Every now and again, Daver and I will set up shop outside (typically nursing a couple of cold frosty ones. Like Miller High Life: The Champagne of Beers) and discuss our children. His work tends to be the sort that my brain is not large enough to process and my “work” is so mind-numbingly dull (“…and THEN, and THEN I emptied the DUST BUSTER! Bwahahahaha!”) that neither of us care to discuss it.
So we instead discuss the future lives of our children. Hypothetically speaking.
And since I was a bit of a rebel in my own way (dude, have you MET NAT? Obviously a rebellion thing), I often ponder what my children will do to horrify me later in life.
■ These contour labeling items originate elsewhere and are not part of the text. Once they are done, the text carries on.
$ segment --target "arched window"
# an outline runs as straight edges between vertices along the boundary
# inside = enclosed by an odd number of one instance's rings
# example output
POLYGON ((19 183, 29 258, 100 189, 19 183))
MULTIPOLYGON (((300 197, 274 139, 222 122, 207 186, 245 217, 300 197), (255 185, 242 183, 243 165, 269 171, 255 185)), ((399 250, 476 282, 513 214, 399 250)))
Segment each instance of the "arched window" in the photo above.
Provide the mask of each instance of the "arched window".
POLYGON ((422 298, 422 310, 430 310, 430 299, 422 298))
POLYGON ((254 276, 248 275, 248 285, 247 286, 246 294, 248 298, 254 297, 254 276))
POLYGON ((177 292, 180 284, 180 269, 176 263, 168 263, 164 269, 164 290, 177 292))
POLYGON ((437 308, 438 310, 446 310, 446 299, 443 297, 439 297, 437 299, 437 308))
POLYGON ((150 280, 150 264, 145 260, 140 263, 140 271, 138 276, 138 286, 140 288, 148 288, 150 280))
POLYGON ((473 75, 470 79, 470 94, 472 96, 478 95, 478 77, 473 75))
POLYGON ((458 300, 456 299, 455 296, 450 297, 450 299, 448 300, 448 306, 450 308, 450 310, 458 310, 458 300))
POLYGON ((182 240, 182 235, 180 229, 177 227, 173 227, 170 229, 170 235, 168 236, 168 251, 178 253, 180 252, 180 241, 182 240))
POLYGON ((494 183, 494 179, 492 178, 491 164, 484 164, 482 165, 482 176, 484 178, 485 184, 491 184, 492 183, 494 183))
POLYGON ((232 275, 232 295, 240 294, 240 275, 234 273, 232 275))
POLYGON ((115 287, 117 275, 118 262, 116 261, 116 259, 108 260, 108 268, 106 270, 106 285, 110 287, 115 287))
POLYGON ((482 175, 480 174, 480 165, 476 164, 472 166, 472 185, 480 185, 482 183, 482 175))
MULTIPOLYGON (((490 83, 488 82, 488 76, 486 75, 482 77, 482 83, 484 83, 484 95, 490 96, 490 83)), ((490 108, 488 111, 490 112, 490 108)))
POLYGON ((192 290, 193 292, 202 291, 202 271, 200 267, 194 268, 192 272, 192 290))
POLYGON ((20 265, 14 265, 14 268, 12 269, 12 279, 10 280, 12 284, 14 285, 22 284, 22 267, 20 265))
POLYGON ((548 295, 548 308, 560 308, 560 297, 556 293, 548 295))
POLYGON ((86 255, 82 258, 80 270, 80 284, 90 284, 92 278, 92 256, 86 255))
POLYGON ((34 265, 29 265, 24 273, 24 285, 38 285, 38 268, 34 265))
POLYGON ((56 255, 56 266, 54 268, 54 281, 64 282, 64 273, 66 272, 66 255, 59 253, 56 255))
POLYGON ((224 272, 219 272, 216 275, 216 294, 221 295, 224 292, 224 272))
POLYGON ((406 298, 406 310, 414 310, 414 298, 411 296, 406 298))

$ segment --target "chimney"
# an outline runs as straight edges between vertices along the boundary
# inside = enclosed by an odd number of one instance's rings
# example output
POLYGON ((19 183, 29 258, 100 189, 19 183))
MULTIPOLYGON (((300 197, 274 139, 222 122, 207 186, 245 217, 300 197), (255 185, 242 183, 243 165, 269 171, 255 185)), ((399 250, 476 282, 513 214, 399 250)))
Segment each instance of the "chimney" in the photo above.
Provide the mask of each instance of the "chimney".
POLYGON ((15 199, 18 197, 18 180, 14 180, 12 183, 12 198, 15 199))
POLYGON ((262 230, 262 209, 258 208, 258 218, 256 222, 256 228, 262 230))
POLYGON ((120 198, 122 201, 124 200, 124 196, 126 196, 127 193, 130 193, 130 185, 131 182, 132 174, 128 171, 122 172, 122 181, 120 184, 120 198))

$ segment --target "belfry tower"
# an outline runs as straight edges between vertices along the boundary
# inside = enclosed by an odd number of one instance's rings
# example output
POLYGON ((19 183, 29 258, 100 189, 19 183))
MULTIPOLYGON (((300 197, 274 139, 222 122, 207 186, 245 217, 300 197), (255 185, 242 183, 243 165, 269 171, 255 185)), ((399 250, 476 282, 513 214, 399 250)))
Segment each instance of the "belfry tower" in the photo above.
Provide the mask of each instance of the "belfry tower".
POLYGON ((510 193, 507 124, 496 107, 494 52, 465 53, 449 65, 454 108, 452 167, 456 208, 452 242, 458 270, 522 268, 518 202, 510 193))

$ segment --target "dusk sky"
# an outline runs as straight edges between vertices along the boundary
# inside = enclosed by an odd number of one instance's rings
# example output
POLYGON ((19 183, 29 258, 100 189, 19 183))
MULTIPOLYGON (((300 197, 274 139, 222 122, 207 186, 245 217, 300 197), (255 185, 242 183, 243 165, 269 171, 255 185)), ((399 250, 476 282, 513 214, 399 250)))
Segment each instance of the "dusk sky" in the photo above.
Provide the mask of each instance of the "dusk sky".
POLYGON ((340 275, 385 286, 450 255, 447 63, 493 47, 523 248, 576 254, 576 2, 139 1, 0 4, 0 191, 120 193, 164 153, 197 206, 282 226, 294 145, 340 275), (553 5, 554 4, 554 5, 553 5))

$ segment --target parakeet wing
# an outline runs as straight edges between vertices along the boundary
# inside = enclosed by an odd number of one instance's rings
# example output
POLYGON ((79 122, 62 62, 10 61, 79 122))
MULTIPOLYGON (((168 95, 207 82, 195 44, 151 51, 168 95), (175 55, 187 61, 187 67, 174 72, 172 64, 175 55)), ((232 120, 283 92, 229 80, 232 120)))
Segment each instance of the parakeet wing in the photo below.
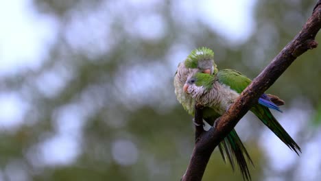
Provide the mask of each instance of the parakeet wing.
POLYGON ((216 76, 220 83, 229 86, 238 93, 241 93, 252 82, 244 75, 232 69, 221 70, 216 76))

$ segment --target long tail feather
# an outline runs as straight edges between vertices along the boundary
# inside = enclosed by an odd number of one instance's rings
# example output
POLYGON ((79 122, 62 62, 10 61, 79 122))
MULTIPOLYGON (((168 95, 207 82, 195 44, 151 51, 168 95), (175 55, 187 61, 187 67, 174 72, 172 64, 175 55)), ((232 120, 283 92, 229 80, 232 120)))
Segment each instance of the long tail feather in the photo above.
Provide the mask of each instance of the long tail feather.
POLYGON ((223 157, 223 160, 225 161, 227 157, 233 170, 235 168, 235 160, 236 160, 240 171, 242 173, 243 179, 245 180, 251 180, 251 176, 248 170, 247 161, 254 165, 253 162, 235 130, 233 130, 220 143, 219 149, 223 157), (246 160, 245 157, 247 157, 248 160, 246 160))
POLYGON ((298 155, 301 149, 287 134, 282 125, 275 119, 270 110, 262 105, 257 105, 251 108, 251 111, 278 136, 287 146, 294 151, 298 155))

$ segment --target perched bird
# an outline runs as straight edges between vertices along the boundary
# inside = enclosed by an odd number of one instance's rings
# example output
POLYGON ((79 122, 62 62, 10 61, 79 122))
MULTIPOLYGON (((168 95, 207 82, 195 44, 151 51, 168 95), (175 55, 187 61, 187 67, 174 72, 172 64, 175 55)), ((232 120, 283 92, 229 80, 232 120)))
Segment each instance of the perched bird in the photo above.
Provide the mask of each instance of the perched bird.
MULTIPOLYGON (((235 70, 224 69, 215 75, 197 73, 183 86, 185 93, 198 104, 223 114, 250 84, 251 80, 235 70)), ((268 126, 287 146, 297 154, 300 147, 275 119, 269 108, 282 112, 278 106, 263 94, 250 110, 268 126)))
MULTIPOLYGON (((218 70, 214 63, 213 57, 214 53, 211 49, 200 48, 193 50, 185 61, 178 64, 174 81, 175 93, 178 101, 191 115, 194 114, 195 101, 190 94, 184 91, 184 85, 188 78, 198 73, 216 74, 218 70)), ((204 119, 212 126, 216 119, 221 115, 219 112, 213 111, 211 108, 204 108, 202 111, 204 119)), ((243 178, 250 180, 246 158, 252 165, 253 163, 235 130, 233 129, 221 141, 219 149, 224 162, 228 159, 234 170, 235 160, 243 178)))

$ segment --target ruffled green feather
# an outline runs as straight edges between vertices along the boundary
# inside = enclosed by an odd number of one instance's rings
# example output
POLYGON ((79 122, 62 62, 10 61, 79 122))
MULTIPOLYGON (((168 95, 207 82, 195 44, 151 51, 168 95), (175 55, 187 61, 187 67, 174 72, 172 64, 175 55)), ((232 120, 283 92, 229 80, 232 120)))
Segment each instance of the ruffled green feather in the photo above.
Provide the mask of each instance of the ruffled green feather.
POLYGON ((186 59, 185 67, 189 69, 198 68, 198 61, 203 60, 214 60, 214 52, 206 47, 193 49, 186 59))

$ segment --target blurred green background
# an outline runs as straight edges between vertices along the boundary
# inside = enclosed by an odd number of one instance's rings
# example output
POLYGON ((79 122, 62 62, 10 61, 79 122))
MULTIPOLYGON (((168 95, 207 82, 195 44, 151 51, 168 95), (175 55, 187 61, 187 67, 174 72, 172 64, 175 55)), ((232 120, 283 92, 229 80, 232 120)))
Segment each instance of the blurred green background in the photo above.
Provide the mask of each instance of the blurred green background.
MULTIPOLYGON (((193 49, 255 77, 317 1, 6 1, 0 8, 0 180, 179 180, 193 143, 173 77, 193 49)), ((321 43, 321 33, 316 37, 321 43)), ((253 180, 320 180, 321 47, 268 90, 299 157, 248 113, 253 180)), ((241 180, 215 150, 203 180, 241 180)))

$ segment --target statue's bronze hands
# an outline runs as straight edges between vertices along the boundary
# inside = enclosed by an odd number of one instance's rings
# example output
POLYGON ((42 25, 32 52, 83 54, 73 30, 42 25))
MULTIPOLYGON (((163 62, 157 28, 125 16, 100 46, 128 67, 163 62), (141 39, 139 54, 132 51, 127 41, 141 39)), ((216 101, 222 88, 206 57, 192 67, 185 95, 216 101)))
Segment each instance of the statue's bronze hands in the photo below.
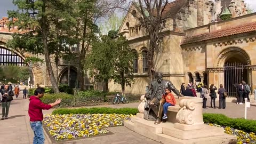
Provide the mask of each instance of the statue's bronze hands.
POLYGON ((150 100, 151 97, 150 97, 150 95, 149 95, 148 93, 147 93, 145 95, 145 98, 146 98, 148 100, 150 100))

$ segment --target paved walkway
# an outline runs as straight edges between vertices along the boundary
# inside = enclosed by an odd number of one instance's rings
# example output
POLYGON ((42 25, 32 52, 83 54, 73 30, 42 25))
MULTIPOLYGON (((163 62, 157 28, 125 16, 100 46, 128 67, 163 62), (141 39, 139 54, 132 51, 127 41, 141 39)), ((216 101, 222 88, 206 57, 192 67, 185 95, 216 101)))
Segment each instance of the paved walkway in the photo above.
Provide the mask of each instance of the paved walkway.
MULTIPOLYGON (((9 119, 0 121, 0 143, 25 144, 32 143, 34 133, 29 125, 29 117, 28 115, 29 101, 28 99, 14 98, 11 103, 9 111, 9 119)), ((113 108, 134 107, 137 108, 139 103, 119 104, 118 105, 97 106, 91 107, 109 107, 113 108)), ((207 106, 210 105, 207 101, 207 106)), ((218 102, 216 103, 219 104, 218 102)), ((2 116, 2 107, 0 108, 0 116, 2 116)), ((231 117, 243 117, 244 105, 238 105, 235 103, 227 103, 226 109, 204 109, 204 113, 221 113, 231 117)), ((44 114, 50 114, 53 109, 44 110, 44 114)), ((247 118, 256 119, 256 107, 251 106, 247 109, 247 118)), ((124 126, 110 127, 109 130, 113 134, 101 137, 83 139, 60 143, 160 143, 159 142, 141 136, 124 126)), ((46 139, 45 143, 50 143, 46 139)))

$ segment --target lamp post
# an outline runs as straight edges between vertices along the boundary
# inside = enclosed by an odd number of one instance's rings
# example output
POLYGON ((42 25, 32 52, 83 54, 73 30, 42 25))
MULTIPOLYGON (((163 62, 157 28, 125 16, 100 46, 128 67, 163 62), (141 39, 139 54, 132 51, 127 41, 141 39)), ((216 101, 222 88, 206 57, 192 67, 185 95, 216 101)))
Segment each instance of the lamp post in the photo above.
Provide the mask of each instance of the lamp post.
POLYGON ((32 61, 29 61, 29 77, 30 81, 29 82, 29 89, 31 89, 31 84, 32 84, 32 61))

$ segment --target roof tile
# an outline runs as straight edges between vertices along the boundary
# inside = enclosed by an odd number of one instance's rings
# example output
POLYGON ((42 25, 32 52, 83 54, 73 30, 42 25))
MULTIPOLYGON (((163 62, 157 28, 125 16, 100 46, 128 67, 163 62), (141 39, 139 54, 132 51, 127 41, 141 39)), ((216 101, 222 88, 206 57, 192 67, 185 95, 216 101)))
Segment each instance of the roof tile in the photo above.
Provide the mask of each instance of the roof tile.
POLYGON ((181 45, 203 42, 231 35, 256 31, 256 22, 241 25, 235 27, 213 31, 210 33, 185 37, 181 45))

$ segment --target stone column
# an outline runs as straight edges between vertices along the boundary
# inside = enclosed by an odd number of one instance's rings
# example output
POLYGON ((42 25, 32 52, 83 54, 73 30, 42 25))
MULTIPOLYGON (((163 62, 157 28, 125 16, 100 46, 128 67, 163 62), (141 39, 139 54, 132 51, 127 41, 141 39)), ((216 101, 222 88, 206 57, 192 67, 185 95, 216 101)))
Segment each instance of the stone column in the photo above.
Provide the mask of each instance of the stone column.
POLYGON ((192 77, 193 78, 193 84, 196 84, 196 76, 192 76, 192 77))
POLYGON ((248 84, 251 86, 251 92, 253 93, 253 90, 256 87, 256 65, 250 66, 247 69, 249 80, 248 84))

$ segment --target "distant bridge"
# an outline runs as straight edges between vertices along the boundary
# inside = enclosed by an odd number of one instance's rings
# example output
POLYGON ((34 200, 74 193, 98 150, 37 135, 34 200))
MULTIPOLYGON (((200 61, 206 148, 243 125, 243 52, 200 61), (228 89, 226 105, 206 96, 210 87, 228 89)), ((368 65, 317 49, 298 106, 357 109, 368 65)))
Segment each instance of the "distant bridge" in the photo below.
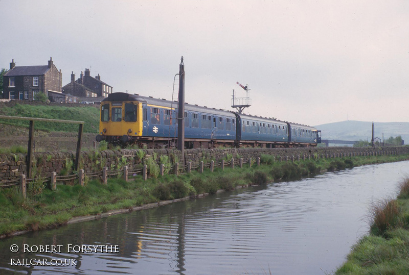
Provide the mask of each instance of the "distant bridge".
POLYGON ((330 143, 332 144, 354 144, 358 141, 358 140, 339 140, 338 139, 323 139, 321 140, 321 142, 325 143, 327 147, 329 146, 330 143))

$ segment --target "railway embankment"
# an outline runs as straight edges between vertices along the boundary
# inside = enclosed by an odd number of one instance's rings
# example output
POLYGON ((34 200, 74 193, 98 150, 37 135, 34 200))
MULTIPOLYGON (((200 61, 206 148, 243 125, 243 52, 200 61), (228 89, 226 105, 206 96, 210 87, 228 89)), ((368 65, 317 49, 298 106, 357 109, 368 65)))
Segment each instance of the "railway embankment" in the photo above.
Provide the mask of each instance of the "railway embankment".
MULTIPOLYGON (((255 160, 262 155, 274 156, 277 161, 286 162, 309 158, 399 155, 409 154, 409 147, 189 149, 185 152, 183 157, 180 151, 170 149, 90 149, 81 152, 79 167, 87 174, 101 171, 105 167, 108 170, 118 170, 126 165, 129 170, 137 170, 142 168, 148 159, 160 163, 161 156, 166 156, 172 163, 178 163, 180 167, 186 167, 189 162, 197 166, 201 161, 207 163, 211 160, 217 162, 232 158, 255 160)), ((69 174, 73 172, 75 156, 75 151, 35 153, 32 178, 49 178, 52 172, 61 176, 69 174)), ((0 183, 18 181, 21 175, 27 175, 27 159, 26 154, 0 154, 0 183)))

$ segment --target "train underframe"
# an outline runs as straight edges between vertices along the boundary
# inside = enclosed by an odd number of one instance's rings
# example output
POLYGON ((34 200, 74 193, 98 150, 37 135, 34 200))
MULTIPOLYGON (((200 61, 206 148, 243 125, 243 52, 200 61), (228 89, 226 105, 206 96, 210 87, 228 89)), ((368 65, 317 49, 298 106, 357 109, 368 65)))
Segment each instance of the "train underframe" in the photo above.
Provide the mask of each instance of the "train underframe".
MULTIPOLYGON (((177 139, 133 137, 124 135, 122 136, 97 136, 97 141, 106 140, 109 143, 117 144, 122 146, 137 144, 142 148, 144 146, 148 148, 174 148, 176 147, 177 139)), ((185 148, 194 149, 197 148, 213 149, 222 147, 234 147, 236 148, 288 148, 309 147, 316 146, 314 143, 277 142, 271 141, 256 141, 254 140, 236 140, 224 139, 185 139, 185 148)))

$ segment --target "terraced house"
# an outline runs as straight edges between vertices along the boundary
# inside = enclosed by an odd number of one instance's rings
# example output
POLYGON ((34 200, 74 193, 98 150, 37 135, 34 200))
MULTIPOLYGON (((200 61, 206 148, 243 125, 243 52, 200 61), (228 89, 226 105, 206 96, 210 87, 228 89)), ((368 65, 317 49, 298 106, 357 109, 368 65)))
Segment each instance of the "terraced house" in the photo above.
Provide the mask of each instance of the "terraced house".
POLYGON ((62 73, 54 64, 52 58, 48 65, 16 66, 14 60, 10 63, 10 70, 3 78, 4 98, 10 99, 35 100, 40 92, 61 93, 62 73))

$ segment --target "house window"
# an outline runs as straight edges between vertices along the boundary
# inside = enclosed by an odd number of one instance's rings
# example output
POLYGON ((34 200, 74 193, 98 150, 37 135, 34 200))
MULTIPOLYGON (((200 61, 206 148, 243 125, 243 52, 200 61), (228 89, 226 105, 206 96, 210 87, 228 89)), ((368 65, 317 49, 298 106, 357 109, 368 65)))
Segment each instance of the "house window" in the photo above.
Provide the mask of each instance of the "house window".
POLYGON ((36 100, 37 96, 38 95, 38 91, 33 91, 33 100, 36 100))
POLYGON ((10 78, 9 79, 9 87, 15 87, 14 80, 14 78, 10 78))

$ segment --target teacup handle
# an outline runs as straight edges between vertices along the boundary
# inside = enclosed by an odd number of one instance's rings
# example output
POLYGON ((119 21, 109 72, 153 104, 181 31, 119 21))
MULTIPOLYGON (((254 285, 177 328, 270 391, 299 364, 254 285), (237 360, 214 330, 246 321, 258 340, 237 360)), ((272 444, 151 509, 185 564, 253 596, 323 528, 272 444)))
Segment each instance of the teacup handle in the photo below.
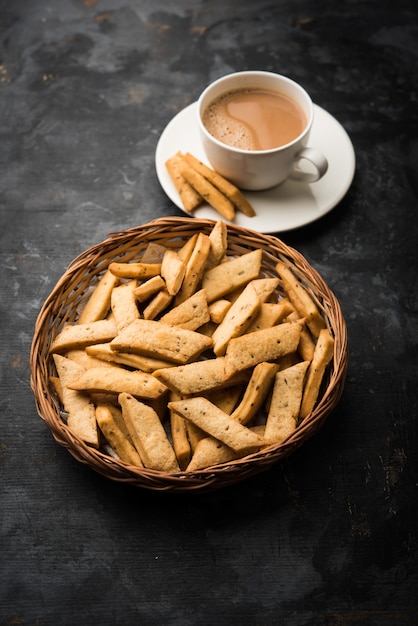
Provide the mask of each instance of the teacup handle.
POLYGON ((318 150, 315 150, 314 148, 302 148, 302 150, 299 150, 295 156, 294 170, 290 177, 293 180, 305 183, 314 183, 324 176, 327 169, 328 161, 321 152, 318 152, 318 150), (316 172, 309 173, 298 169, 297 165, 300 161, 302 161, 302 159, 309 161, 309 163, 314 166, 316 172))

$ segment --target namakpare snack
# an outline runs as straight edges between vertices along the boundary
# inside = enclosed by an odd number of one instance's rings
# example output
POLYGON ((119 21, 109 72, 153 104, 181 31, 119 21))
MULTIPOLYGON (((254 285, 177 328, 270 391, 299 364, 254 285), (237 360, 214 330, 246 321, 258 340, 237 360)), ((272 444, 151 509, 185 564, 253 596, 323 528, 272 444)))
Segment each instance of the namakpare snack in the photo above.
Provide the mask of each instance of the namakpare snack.
POLYGON ((181 248, 112 260, 51 343, 68 427, 165 473, 241 459, 291 436, 320 396, 334 339, 308 289, 261 249, 230 257, 224 222, 181 248))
It’s inevitable, so we try to brace ourselves for whatever would bug us the most.
Which, maybe it’s because I’m so graceful that I nearly broke my foot walking down the stairs, or because last summer I literally fell through the front door while stone-cold sober, would be interpretive dancing.
Yes, I would die if my son became an interpretive dancer.
I have no real problems with dancer in general; if I were going to do something cultured, I’d likely chose the symphony or the opera–didn’t know your Aunt Becky liked opera, didya?–and not the ballet, but the ballet is different. I can understand ballet.
Interpretive dancing, however, baffles me. I simply don’t, and probably never will, follow or appreciate what some people think of as Dancing With The Music (Creepily). I just don’t get it. And I’m kinda freaked out by it.
I made the mistake of telling my older brother and his wife about this in a completely stupid turn of events, so now every time they see Ben, they encourage him to “do a dance that reminds him of a salad” or “doesn’t the thought of a cat make you want to dance like one?” I sit quietly there, while poor Ben tries to act this out, clenching my teeth and hissing that they had better get damn good and comfortable going to every.single.fucking.show.he.does.
They always laugh, seemingly unaware that I am deadly serious. I will drag them from their comfortable yuppie home and drive them to the abandoned warehouse my son–my interpretive dancer son–and his troupe of equally misguided youths (I hope) will perform for us all. In 100 degree heat. While we sit on the cement floor next to scuttling cockroaches.
And I will rue the day I had these as my siblings.
What would be the worst profession you could imagine your future child doing? Let’s assume that they are happy with it, so you can’t use any bullshit “whatever he’s HAPPY with” line. Let’s also leave “soldier” out of this one, because here on my blog you mean “politician” or “Republican.”